Paul was named winner and premier master of fine cuisine in the Silver Fern Farms Premier Selection awards. His reserve beef tenderloin creation also won the best beef dish and best metropolitan restaurant categories in the awards, announced in Auckland last week.
Paul is no stranger to success: chef de cuisine at the InterContinental Wellington’s Chameleon Restaurant, he has a swag of culinary credits including multiple claims to the best New Zealand seafood restaurant title.
It was beside the seaside that a very young Paul first pursued his enthusiasm for food. His earliest memory of cooking goes back to when he was 5 and his dad — a recreational diver — brought back crayfish he’d caught. Paul and his dad cooked it up in a pot on the beach. “I was hooked from then on,” he says.
The former executive/head chef of some of Wellington’s leading establishments says competitions never get any easier. “There is a constant quest to better yourself. It would be easy to re-hash what you’ve done in the past, but the challenge is to continually evolve.”

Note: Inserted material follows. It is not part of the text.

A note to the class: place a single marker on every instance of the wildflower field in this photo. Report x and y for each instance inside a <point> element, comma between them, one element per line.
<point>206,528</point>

For inspiration for his winning Silver Fern dish, Paul first looked to himself. “It always comes down to something I’d like to eat.” The dish featured mushroom ragout and roast parmesan gnocchi, together with button onions and asparagus.
“It was part of a planned menu change at the restaurant from winter to spring, and the Silver Fern Farm awards came up at the same time, so I incorporated the change of seasons.”
A total of 73 restaurants, from Waiheke Island to Ophir in the deep South, featured in the awards, and were narrowed down to narrowed down to 12 finalists.
When his name was read out as supreme winner Paul felt both humbled and excited, he says.
”There were some very esteemed chefs in the room.”
Head judge Kerry Tyack says it was a close call between Paul’s dish and one from Daniel Hill, of Pitches Store in Ophir (who won best regional dish award for his reserve eye fillet) for the supreme award. What pushed Paul over the finish line was the absolute consistency of his dish over five judging visits. Kerry says.
Paul, who still has his eye on the prize for future awards, has a few tips for cooking meat in order to bring out its best characteristics:
• Bring the meat to room temperature before cooking it, so the flesh is nice and relaxed.
• Oil and season the meat before placing it in the pan.
• Sear at a very high temperature to caramelise the meat, before finishing it at whatever temperature the recipe specifies in the oven (this offers a more rounded cooking process, says Paul).
• Remove, cover and rest outside the oven for a minimum of 10 minutes before serving. This allows the connective tissue to relax and the proteins to set, helping to retain moisture.